Kids are fascinated with monsters and scary stuff, so why aren't there more good kid-friendly horror movies? With the exception of TV, I only found a handful, including such gems as Ernest Scared Stupid (1991), Hocus Pocus (1993) and The Haunted Mansion (2003). On the plus side, there's The Watcher in the Woods (1980), Something Wicked This Way Comes (1983) and The Witches (1990). The problem is pretty obvious: these movies are either too scary or too stupid, and the middle ground is a very thin line. So if nothing else, writer Chris McKenna and director Anthony Leondis, both making their big-screen debut with Igor, have conjured an uneasy way to pull it off, even if the experience will be radically different for both parents and kids.
Igor is set in a perpetually cloudy kingdom where mad scientists compete in the annual "evil science fair." The winner's diabolical creation will be used to blackmail the rest of the world so that the kingdom can continue to support itself. John Cusack voices the hunchbacked title hero, an assistant who dreams of inventing his own creations. When his master (voiced by John Cleese) meets with an accident, he gets his chance. The first thing off his workbench is a giant monster called Eva (voiced by Molly Shannon), who accidentally turns out to be good. There's a whole subplot about another evil scientist Dr. Schadenfreude (voiced by Eddie Izzard) who wants to steal Eva so that he can win the competition and overthrow the king (voiced by, of all people, Jay Leno!).

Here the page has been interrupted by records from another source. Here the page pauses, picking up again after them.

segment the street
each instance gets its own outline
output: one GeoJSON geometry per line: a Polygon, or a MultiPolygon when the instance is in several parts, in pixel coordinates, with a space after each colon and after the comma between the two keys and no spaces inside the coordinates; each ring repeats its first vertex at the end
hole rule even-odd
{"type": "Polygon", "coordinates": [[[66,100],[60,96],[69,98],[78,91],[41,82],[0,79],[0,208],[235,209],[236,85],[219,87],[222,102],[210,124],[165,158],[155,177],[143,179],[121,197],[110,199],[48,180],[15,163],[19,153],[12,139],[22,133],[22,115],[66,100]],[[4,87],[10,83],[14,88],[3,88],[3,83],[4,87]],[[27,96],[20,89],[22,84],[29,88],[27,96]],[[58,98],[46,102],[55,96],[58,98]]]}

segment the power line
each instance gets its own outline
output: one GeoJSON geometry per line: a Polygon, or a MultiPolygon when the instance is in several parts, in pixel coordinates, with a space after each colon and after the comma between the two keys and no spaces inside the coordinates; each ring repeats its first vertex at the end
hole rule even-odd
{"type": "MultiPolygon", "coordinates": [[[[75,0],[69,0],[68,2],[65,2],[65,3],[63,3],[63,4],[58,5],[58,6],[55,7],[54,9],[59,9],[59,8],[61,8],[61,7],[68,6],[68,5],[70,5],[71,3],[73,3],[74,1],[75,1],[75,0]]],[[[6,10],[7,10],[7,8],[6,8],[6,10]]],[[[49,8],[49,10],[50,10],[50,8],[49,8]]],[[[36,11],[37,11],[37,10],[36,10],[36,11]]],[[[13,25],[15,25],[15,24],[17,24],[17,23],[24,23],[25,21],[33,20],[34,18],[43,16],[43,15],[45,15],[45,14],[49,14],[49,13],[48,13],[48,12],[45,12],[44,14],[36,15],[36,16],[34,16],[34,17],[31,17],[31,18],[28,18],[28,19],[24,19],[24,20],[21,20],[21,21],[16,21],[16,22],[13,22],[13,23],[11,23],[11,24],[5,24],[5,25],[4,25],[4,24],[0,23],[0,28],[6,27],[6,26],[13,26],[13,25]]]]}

The filmmakers use the expected, obligatory computer animation to tell their tale, and it fares slightly better than Space Chimps or Fly Me to the Moon, but well below the high standard set by WALL-E. The characters' facial features and textures are smooth and bland, but the designs behind them -- such as Eva's grotesquely mismatched arms -- are fairly imaginative. Certain visuals were cribbed from things like The Nightmare Before Christmas and old sci-fi movies (like the 1950s version of The Fly). Action scenes are jerky and rushed, but the sets and props, even if they lack texture, are nicely shaped and colored.
The main thrust of the film consists of Igor trying to convince Eva as well has himself to be evil, when they both tend toward goodness. Igor has two sidekicks, both inventions. Brain (voiced by Sean Hayes) is a brain in a jar with a very low IQ, and he spends the movie making inane comments. And Scamper (voiced by Steve Buscemi) is a kind of gnarled, wiry bunny rabbit, cynical and suicidal -- but immortal. He provides the movie's most vicious and acid line readings, and the biggest, darkest laughs. He's the saving grace for bored parents, but also a bit on the nasty side for very young kids (the movie has a "PG" rating as opposed to a "G").
For kids, there's the usual "believe in yourself" plot that drives almost every single family movie made these days, from Cars to Kung Fu Panda. It's almost as if studios are afraid of lawsuits from angry parents' organizations, so they keep grinding out the one and only "safe" story, rather than risking making something surprising or unusual, or very simply telling a good story. The character starts the movie with a misguided vision of himself, that he's a loser or mean or selfish or whatever, then learns to be a good person and love himself (usually through the discovery and acceptance of a kind of family unit). Most kids never feel like they fit in (it's part of growing up), but these particular movies are so controlled and overwritten that they fail to capture any kind of necessary universality. For example, no kid is going to watch Igor wrestling with his "evil" and "good" tendencies and think, "That's me!"
Consider some of the best kids' movies: The Wizard of Oz (1939), Willy Wonka and the Chocolate Factory (1971), My Neighbor Totoro (1988) or Babe (1995); they're very simply weird and wonderful adventure stories. In the end, the heroes learn that though there are monstrous things in the world, hope and a good heart can sometimes win out. They rarely learned anything about themselves, or needed to improve in some way. Igor almost refuses to acknowledge the weird and monstrous things in the story. The heroes fight by passively looking inward. Their psychological breakthrough somehow coincides with the downfall of the bad guys.Hence, the two sides of Igor -- the dark humor and the safe plot -- never meet. I'd probably recommend the film to families who wanted to and were ready to see it, but with the warning that it's a dividing experience. Kids may actually get the short end of the stick, since they're essentially seeing the same film as Kung Fu Panda, but not as good. Parents will get all the laughs, but kids may not get the jokes.